Many analytics and machine learning use cases connect to data stored in data warehouses or data lakes, run algorithms on complete data sets or a subset of the data, and compute results on cloud architectures. This approach works well when the data doesn’t change frequently. But what if the data does change frequently?
Today, more businesses need to process data and compute analytics in real-time. IoT drives much of this paradigm shift as data streaming from sensors requires immediate processing and analytics to control downstream systems. Real-time analytics is also important in many industries including healthcare, financial services, manufacturing, and advertising, where small changes in the data can have significant financial, health, safety, and other business impacts.
If you’re interested in enabling real-time analytics—and in emerging technologies that leverage a mix of edge computing, AR/VR, IoT sensors at scale, and machine learning at scale—then understanding the design considerations for edge analytics is important. Edge computing use cases such as autonomous drones, smart cities, retail chain management, and augmented reality gaming networks all target deploying large scale, highly reliable edge analytics.
Edge analytics, streaming analytics, and edge computing
Several different analytics, machine learning, and edge computing paradigms are related to edge analytics:
- Edge analytics refers to analytics and machine learning algorithms deployed to infrastructure outside of cloud infrastructure and “on the edge” in geographically localized infrastructure.
- Streaming analytics refers to computing analytics in real time as data is processed. Streaming analytics can be done in the cloud or on the edge depending on the use case.
- Event processing is a way to process data and drive decisions in real time.
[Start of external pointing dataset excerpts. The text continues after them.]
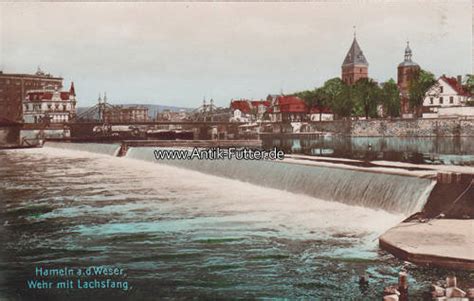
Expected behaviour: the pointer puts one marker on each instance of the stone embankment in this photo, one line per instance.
(441, 127)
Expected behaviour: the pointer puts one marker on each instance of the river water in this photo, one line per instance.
(182, 234)
(418, 150)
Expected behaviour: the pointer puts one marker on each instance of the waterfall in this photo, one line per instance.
(98, 148)
(390, 192)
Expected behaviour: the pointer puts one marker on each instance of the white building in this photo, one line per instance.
(49, 105)
(446, 98)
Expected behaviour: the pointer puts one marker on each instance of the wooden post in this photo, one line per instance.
(451, 281)
(403, 286)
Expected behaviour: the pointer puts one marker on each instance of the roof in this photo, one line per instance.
(46, 95)
(8, 122)
(407, 61)
(355, 56)
(241, 105)
(36, 76)
(245, 105)
(256, 103)
(455, 85)
(292, 104)
(317, 110)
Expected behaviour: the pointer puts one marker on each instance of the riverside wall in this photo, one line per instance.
(446, 127)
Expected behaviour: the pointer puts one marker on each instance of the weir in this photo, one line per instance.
(111, 149)
(390, 192)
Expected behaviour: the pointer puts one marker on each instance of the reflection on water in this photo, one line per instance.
(183, 234)
(427, 150)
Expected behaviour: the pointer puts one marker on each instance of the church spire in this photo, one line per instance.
(355, 56)
(408, 52)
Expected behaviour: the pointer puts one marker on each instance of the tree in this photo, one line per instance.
(337, 95)
(343, 103)
(367, 96)
(420, 84)
(391, 98)
(469, 83)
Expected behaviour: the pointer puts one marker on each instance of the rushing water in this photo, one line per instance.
(426, 150)
(183, 234)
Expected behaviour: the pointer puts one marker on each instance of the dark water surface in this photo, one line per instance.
(180, 234)
(419, 150)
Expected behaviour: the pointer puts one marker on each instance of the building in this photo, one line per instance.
(168, 115)
(49, 105)
(13, 89)
(289, 109)
(120, 114)
(407, 70)
(9, 133)
(355, 65)
(447, 98)
(321, 114)
(248, 110)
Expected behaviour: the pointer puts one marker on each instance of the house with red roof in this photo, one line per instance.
(447, 98)
(287, 108)
(49, 105)
(321, 114)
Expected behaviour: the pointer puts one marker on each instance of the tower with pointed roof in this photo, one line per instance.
(355, 65)
(406, 72)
This processing is a subset of streaming analytics, and developers use event-driven architectures to identify events and trigger downstream actions.
- Edge computing refers to deploying computation to edge devices and network infrastructure.
- Fog computing is a more generalized architecture that splits computation among edge, near edge, and cloud computing environments.
When designing solutions requiring edge analytics, architects must consider physical and power constraints, network costs and reliability, security considerations, and processing requirements.
Reasons to deploy analytics on the edge
You might ask why you would deploy infrastructure to the edge for analytics? There are technical, cost, and compliance considerations that factor into these decisions.
Applications that impact human safety and require resiliency in the computing architecture are one use case for edge analytics. Applications that require low latency between data sources such as IoT sensors and analytics computing infrastructure are a second use case that often requires edge analytics. Examples of these use cases include:
- Self-driving cars, automated machines, or any transportation where control systems are automating all or parts of the navigation.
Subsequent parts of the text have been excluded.